Le parole pronunciate da don Giuseppe Borea poco prima di essere fucilato dai fascisti nel 1945 (“perdono di cuore coloro che mi hanno fatto tanto male e anche voi che state per sparare”) sono un esempio che dovrebbe ispirare tutti noi, in particolare le giovani generazioni.
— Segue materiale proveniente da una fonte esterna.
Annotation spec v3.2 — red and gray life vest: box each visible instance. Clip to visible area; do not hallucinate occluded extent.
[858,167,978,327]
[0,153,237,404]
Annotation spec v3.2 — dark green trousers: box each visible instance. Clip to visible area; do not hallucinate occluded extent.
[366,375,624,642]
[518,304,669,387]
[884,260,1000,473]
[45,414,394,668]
Viviamo in un’epoca segnata dall’odio, dalla paura e dall’incertezza, ma anche dal ricordo di ciò che è stato e dall’eredità di una storia che merita di essere studiata e ripetuta ogni giorno. Solo così le atrocità dell’umanità potranno essere evitate grazie ai nostri piccoli, grandi gesti quotidiani. Il perdono: anche di fronte alla morte, don Borea, giovane prete partigiano di Obolo di Gropparello, che trovò la fine fuori dal cimitero di Piacenza, non rinunciò a quell’umanità che dovrebbe guidare ogni uomo anche nei momenti più difficili.
Per onorarlo e tramandare il suo esempio, a ottant’anni dal suo martirio, Piacenza ha celebrato una messa in sua memoria, proprio nel luogo dove fu fucilato.
Una corona tricolore è stata deposta in suo ricordo, a testimonianza della sua morte a nemmeno 35 anni.
Una corona tricolore è stata deposta in suo ricordo, a testimonianza della sua morte a nemmeno 35 anni.
La cerimonia, fortemente voluta dal comitato presieduto da Giuseppe Borea, nipote dell’omonimo parroco, e celebrata da don Giuseppe Basini, ha visto la partecipazione delle istituzioni locali, dell’Associazione dei partigiani cattolici, dell’Anpi provinciale e di altre realtà significative.